Il Gelso bianco, fino alla metà del novecento ha avuto un'enome diffusione perchè usato per l'allevamento del baco da seta, ma con l'avvento delle fibre sintetiche è praticamente scomparso, parallelamente all'allevamento del baco. Meno difficoltoso da trovare è "u cevuso nivuru" o moro, maestoso albero di origine asiatica dal tronco robusto e dalla chioma densa che in aprile-maggio produce frutti di colore nero-violaceo, dal retrogusto acidulo. Questa pianta è legata anche ad un'antica leggenda di origine Babilonese, tramandata nella mitologia Greca e Romana, che collega il colore del gelso alla morte degli amanti Piramo e Tisbe.

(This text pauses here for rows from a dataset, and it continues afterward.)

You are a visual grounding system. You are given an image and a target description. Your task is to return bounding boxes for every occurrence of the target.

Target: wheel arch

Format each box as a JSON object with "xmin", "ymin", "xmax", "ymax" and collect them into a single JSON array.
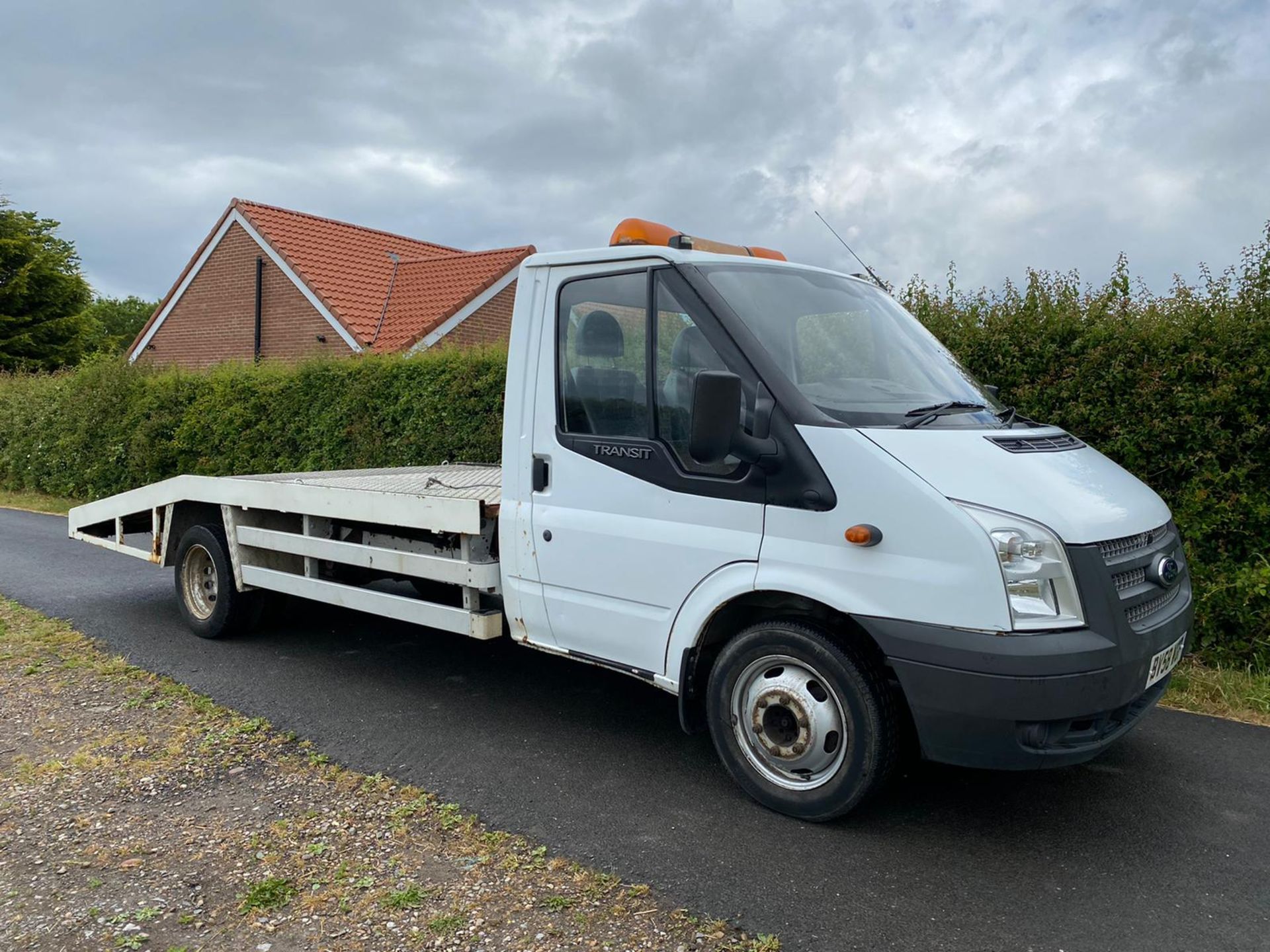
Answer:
[
  {"xmin": 675, "ymin": 589, "xmax": 898, "ymax": 734},
  {"xmin": 163, "ymin": 508, "xmax": 225, "ymax": 569}
]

Oggi, il Gelso, a discapito del gradevolissimo sapore, è un albero scomodo: va potato drasticamente un anno sì e uno no, i suoi frutti cadono a maturazione insudiciando le pavimentazioni che non sono certo più di terra battuta,  la raccolta dei sui frutti è certosina oltre che ardua ( bisognerebbe salire sugli alberi che non offrono sostegno adeguato nei pressi delle fronde fruttifere), per non parlare della brevità di conservazione delle bacche mature .

Bianchi o mori che siano, infatti, sono frutti assai delicati e difficili da conservare e per tale ragione vengono consumati prevalentemente freschi o utilizzati per la produzione di gelati, o granite (senza dubbio tipiche delle zone appartenenti alla Sicilia orientale). Se, invece, si riesce a raccoglierne una buona quantità, la forma migliore di utilizzo, dopo il consumo estemporaneo, è farli in marmellata.

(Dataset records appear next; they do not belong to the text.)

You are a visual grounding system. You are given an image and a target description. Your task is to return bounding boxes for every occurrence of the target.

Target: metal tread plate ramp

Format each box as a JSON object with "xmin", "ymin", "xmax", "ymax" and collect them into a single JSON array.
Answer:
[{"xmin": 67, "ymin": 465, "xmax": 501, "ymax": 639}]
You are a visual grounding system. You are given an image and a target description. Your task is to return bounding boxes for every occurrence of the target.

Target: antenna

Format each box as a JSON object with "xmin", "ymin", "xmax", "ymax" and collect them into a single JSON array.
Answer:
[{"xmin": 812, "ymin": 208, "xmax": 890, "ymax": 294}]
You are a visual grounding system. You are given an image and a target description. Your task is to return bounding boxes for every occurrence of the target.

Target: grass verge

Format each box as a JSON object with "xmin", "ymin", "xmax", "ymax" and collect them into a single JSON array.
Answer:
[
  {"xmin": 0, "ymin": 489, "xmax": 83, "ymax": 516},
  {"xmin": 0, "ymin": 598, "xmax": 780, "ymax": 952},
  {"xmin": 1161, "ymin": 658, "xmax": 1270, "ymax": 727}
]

Per ognuno esiste un gusto penetrante e duraturo, un ricordo dolce e profondo ...legato all'infanzia. Una leccornia dal sapore succoso e pieno...dal profumo di bosco e di terra ! Ma dobbiamo per forza rinunciarci? E se accanto alle solite e globalizzate banane, arance, mele e pere riservassimo un po' di spazio per queste dolcezze e per la valorizzazione dei saperi e dei sapori della nostra tradizione contadina, rilette secondo le nuove esigenze ambientali e sociali?

 

Ingredienti per due barattoli:700 gr di gelsi bianchi, 6 cucchiai scarsi di zucchero (preferibilmente di canna) , 1 limone , 1/2 mela

 

Preparazione

 

 

Lavate la frutta, sgocciolate bene i gelsi e sbucciate la mezza mela. Mettetela mela tagliata a pezzi molto piccoli in pentola con pochissima acqua e il succo del limone. Lasciatela appassire per 10 minuti circa, aggiungendo poi lo zucchero e i gelsi. Lasciate sobbollire per 25-30 minuti, quindi invasate in barattoli sterilizzati ed asciutti. Tappate immediatamente appena ricolmi, capovolgendoli fino al completo raffreddamento.